Recurring themes. Do they recur or do I just disregard fresher concepts because the old ones are becoming home?
- Sarang laba-laba
- Bunga matahari
- Luar angkasa
A journal is a record of phenomena as reflected in a certain state of mind, as filtered by retrospective perception, as blunted and distorted by our inaccurate and creative memory. What’s written is limited by our instrumental boundary, confused by our biases, imbued by our wishes. And thus emerged a personal reality. Subjective, but whose reality isn’t?
- SHIT I’M SO DEAD
- We made snow baby yesterday. SUPERCALIFRAGILISTICESPIALIDOCIOUSLY CUTE
- Kon kerja yang bener napa. Belum berusaha 100% juga. KERJAIN DULU MENGELUH KEMODEAN
- obrolan hari ini: parasite, capitalism, social disparity, labor value, partai, main boneka, ahok
- HARI INI LIAT SALJU DERES BAGUS BANGET
- minum kopi sO I’M FEELING LOUD (it’s 1.43 am)
A bit frustrated. Gotta create.
IT’S A BEAUTIFUL BEAUTIFUL BEAUTIFUL DAY. We’re still in the middle of the outbreak but SK is recovering. Cheongju cases never reached an alarming rate, so I feel quite safe? People still go out and about with their everyday lives.
It’s the 4th day of spring. I went to the lab for 3h and explored the school a bit. I hiked the hill behind the hospital, listened to the birds, read a book, ate chocolate, and listened to music there.
Then my phone died so I walked again and lingered on the track field. I used the fitness machines and people-watched for a bit, then I moved to the bench. Here I am now, writing and sunbathing. It’s 3 and I haven’t had my lunch (barely had breakfast too TT). I should go back home but I don’t want to leave. I want to take pictures but I guess it’s good to have my phone out of my mind and just live in the moment like this sometimes. If I just see people here exercising, playing and having a great time with their family (still not a recommended behavior during ongoing pandemic tbh), it’s hard to believe that we’re constantly battling adversities now. COVID, natural disasters, capitalism, mental health problems, and whatnot. It’s just an unbelievably beautiful day. I’m glad they told me to go to the lab. Otherwise, I’d just waste away laying down on my bed, doing unproductive things till the day ends yet again (still a favorite pasttime nevertheless). I’m loving the sun. You can’t see it but the sun shines from my back, forming a silhouette of my hand on the paper now. It looks like a cloud, cumulonimbus. Bahagia. How could I go home on such a beautiful day? I want to wait until sunset.
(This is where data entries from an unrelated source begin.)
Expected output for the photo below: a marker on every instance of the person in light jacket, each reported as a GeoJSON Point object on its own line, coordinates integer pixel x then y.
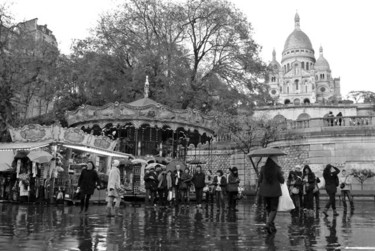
{"type": "Point", "coordinates": [114, 189]}
{"type": "Point", "coordinates": [345, 182]}
{"type": "Point", "coordinates": [270, 180]}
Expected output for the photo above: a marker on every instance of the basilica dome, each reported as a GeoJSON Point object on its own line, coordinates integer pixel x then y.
{"type": "Point", "coordinates": [297, 39]}
{"type": "Point", "coordinates": [322, 63]}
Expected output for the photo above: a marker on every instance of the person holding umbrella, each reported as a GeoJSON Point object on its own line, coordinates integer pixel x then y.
{"type": "Point", "coordinates": [87, 182]}
{"type": "Point", "coordinates": [270, 179]}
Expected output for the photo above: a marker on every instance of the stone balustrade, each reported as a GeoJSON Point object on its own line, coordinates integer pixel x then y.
{"type": "Point", "coordinates": [350, 121]}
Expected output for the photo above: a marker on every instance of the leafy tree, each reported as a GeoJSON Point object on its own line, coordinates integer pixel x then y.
{"type": "Point", "coordinates": [26, 72]}
{"type": "Point", "coordinates": [197, 54]}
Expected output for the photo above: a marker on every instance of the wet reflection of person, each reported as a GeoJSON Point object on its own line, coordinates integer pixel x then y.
{"type": "Point", "coordinates": [332, 239]}
{"type": "Point", "coordinates": [84, 235]}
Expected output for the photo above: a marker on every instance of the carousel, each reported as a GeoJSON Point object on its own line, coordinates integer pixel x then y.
{"type": "Point", "coordinates": [145, 127]}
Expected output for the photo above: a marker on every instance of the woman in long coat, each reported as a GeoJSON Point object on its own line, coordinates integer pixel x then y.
{"type": "Point", "coordinates": [87, 182]}
{"type": "Point", "coordinates": [114, 189]}
{"type": "Point", "coordinates": [332, 181]}
{"type": "Point", "coordinates": [270, 179]}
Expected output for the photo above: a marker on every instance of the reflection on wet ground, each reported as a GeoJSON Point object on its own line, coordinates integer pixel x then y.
{"type": "Point", "coordinates": [24, 227]}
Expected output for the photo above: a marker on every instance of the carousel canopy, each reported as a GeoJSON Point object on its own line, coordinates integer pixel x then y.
{"type": "Point", "coordinates": [142, 111]}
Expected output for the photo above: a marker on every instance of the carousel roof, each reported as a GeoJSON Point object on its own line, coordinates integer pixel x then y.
{"type": "Point", "coordinates": [143, 102]}
{"type": "Point", "coordinates": [139, 112]}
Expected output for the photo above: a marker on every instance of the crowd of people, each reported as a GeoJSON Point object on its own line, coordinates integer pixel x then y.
{"type": "Point", "coordinates": [304, 187]}
{"type": "Point", "coordinates": [168, 188]}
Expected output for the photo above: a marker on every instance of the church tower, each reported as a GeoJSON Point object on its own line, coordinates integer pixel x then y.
{"type": "Point", "coordinates": [300, 78]}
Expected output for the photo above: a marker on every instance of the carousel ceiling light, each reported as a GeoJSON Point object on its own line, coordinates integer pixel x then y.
{"type": "Point", "coordinates": [98, 151]}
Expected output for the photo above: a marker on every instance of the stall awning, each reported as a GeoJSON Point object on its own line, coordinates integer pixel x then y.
{"type": "Point", "coordinates": [6, 159]}
{"type": "Point", "coordinates": [29, 146]}
{"type": "Point", "coordinates": [99, 151]}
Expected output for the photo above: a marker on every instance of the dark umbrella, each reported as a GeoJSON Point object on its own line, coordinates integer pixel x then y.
{"type": "Point", "coordinates": [266, 152]}
{"type": "Point", "coordinates": [196, 162]}
{"type": "Point", "coordinates": [172, 166]}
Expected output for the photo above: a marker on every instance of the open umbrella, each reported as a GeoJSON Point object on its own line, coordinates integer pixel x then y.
{"type": "Point", "coordinates": [266, 152]}
{"type": "Point", "coordinates": [141, 161]}
{"type": "Point", "coordinates": [40, 156]}
{"type": "Point", "coordinates": [174, 163]}
{"type": "Point", "coordinates": [154, 165]}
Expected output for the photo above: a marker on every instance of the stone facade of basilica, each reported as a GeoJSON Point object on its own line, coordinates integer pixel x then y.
{"type": "Point", "coordinates": [300, 78]}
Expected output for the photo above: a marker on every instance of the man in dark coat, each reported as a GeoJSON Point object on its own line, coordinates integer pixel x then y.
{"type": "Point", "coordinates": [199, 183]}
{"type": "Point", "coordinates": [151, 184]}
{"type": "Point", "coordinates": [176, 183]}
{"type": "Point", "coordinates": [270, 179]}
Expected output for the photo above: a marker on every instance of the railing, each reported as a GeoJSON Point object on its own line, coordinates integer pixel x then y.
{"type": "Point", "coordinates": [349, 121]}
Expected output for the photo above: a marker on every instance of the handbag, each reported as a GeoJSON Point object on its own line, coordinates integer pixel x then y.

Hari ini produktif! Hidup lagi.
First urban exploration. Jalan-jalan ke sculpture park di kota. Bawa PR karena keliatannya ada bangku dan kursi, tapi masih dingin banget salah pake baju TT
Expanded my mental map on the city, saw some new wholesome corners I should’ve been familiar with long before my 8th months of being here!
열 받아. Hidup seperti roler koster sekali ya sedetik hari terbahagia, sehari melepas kangen, sehari marah sampe pengen lempar-lempar barang dan nangis. Tapi aku sudah besar kok jadi banting-banting barang dikit aja. Agak puas gitu kalo disalurin jadi tenaga.
- Happy, it’s spring!
- Placid, bingung kerjaan hari ini apa
- Alert, siap bekerja!
- Happy, keluar makan, it’s beautiful outside
- Upset, ditinggal ngopi
- Marah dan ngerasa bego, salah bikin larutan
- Nyesel kenapa dibuang
- Sedih, reading tweets about COVID victims
- Weird, I was angry and sad but I was astonished at how alive I am, such that I’m brimming with negative emotions like that, while others have turned into voids with a shape of them
- Sedih, mikirin nakes ikhlas mati setiap berangkat kerja
- Kinda lonely
- Terharu, berterimakasih, dibilang gapapa masalah larutan, and the song on play was so nice, cried a bit. Aku tuh ga bisa dibaikin sore sore 🥺🥺🥺
Selasa! Muter kampus lagi. Menemukan bahwa CBNU itu lumayan bagus (kecuali gedung aku), dalam artian banyak bangku, pohon, jalan kecil, dan bukit terpencil yang ga bermanusia dalam radius 100m. Ada ayunan juga.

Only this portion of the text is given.